For various reasons, however, most people are not committed to ongoing self-improvement. Instead, they reflect one or more of the following characteristics. They:

  • Fail to acknowledge mistakes and resolve not to repeat them.

  • Aren’t ready to pay the price required for self-development.

  • Seem to believe they pretty much have it all together, have matured as much as they can, and are coping well enough.

  • Are afraid to fail.

  • Believe that being widely recognized as very successful is terribly important.

  • Are rooted in an identity that is based on how well they climb social ladders.

  • Proceed with lives of quiet or not-so-quiet desperation.

  • Find a comfort zone and choose to stick with it.

  • Submit to some people, dominate others, and relate to few as equals.

  • Respect members of their “tribe” and demean “the other,” which gives their life some meaning.

  • Follow leaders because when they do so they have fewer decisions to make.

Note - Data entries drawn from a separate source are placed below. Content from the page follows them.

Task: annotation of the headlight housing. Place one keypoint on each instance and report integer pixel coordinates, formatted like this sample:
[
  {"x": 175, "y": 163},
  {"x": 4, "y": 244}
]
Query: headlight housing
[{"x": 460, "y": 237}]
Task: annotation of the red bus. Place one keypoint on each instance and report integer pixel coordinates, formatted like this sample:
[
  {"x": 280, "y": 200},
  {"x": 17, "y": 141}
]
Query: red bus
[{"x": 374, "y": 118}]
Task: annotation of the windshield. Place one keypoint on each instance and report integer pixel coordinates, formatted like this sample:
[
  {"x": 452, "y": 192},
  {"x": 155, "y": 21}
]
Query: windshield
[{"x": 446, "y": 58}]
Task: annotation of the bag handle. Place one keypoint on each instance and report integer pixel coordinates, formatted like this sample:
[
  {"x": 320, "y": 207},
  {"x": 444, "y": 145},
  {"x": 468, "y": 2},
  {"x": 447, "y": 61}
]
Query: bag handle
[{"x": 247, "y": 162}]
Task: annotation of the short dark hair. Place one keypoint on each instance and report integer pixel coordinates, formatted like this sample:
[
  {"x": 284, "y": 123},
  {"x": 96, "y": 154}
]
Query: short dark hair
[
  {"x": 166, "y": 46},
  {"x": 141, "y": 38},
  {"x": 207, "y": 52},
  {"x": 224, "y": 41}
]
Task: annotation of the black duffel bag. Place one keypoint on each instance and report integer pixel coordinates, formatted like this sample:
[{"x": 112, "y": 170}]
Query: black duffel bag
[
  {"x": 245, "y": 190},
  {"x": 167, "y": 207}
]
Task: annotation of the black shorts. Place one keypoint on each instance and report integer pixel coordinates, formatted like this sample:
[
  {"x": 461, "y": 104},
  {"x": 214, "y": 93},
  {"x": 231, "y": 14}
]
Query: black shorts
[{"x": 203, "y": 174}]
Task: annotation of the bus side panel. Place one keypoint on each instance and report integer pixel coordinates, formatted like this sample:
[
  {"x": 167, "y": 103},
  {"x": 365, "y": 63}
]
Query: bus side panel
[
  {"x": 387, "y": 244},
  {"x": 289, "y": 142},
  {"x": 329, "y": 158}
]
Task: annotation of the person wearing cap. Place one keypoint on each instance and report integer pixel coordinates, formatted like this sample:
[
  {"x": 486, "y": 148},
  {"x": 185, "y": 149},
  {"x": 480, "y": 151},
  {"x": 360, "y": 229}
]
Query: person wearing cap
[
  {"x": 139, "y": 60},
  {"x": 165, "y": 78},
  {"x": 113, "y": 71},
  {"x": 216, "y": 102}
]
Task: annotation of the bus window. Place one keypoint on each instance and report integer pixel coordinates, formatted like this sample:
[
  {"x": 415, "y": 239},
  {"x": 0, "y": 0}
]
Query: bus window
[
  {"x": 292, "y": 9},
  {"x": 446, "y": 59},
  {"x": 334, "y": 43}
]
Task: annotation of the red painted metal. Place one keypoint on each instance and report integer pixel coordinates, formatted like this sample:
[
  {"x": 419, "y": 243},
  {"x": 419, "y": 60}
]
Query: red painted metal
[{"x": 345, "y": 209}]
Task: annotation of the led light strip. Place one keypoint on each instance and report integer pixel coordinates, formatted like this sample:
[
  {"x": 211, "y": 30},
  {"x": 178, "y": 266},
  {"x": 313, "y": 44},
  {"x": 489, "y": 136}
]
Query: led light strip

  • Since prospects for success are often dim and challenging top-down structures can cause conflict, lead to frustrating failure, or subject rebels to punishment, they choose to avoid the effort.

The reluctance to engage in self-improvement is even more true of political activists who focus on the outer world. The pressure to stop injustice and relieve suffering is enormous. Taking a break to engage in self-examination can seem like self-indulgent navel-gazing; there’s no time to waste. The prevailing attitude is: “We have the answer. Join us, and we’ll impose it on those who don’t understand.”

But that outer-focused activism reinforces the System, which many activists say they want to reform. The extreme focus on measurable, written policies reinforces materialism, the belief that only physical factors matter. And focusing on crushing enemies helps to divide and conquer. Potential recruits are turned off by preaching, strident speeches, fear-mongering, scapegoating, ad hominem attacks, hate, uncontrolled anger, verbal violence that nurtures physical violence, and the failure to engage others in problem-solving collaboration, negotiation and compromise. Overcoming those tendencies isn’t easy.

The first step is to commit, really commit, to serve the common good of all humanity as well as one’s own people, the environment, and life itself. A commitment to that mission requires a dedication to self-improvement. Constantly remind yourself: I am not the point. The local is global. The global is local. The personal is political. The political is personal. Connect the dots. Plant seeds. Understand and describe your efforts as one step toward global transformation. Place your work within the context of the Big Picture. Stay focused on the mission. Transforming the world into a compassionate community of individuals who respect one another will require widespread, ongoing self-development, egalitarianism, collaborative leadership, and love.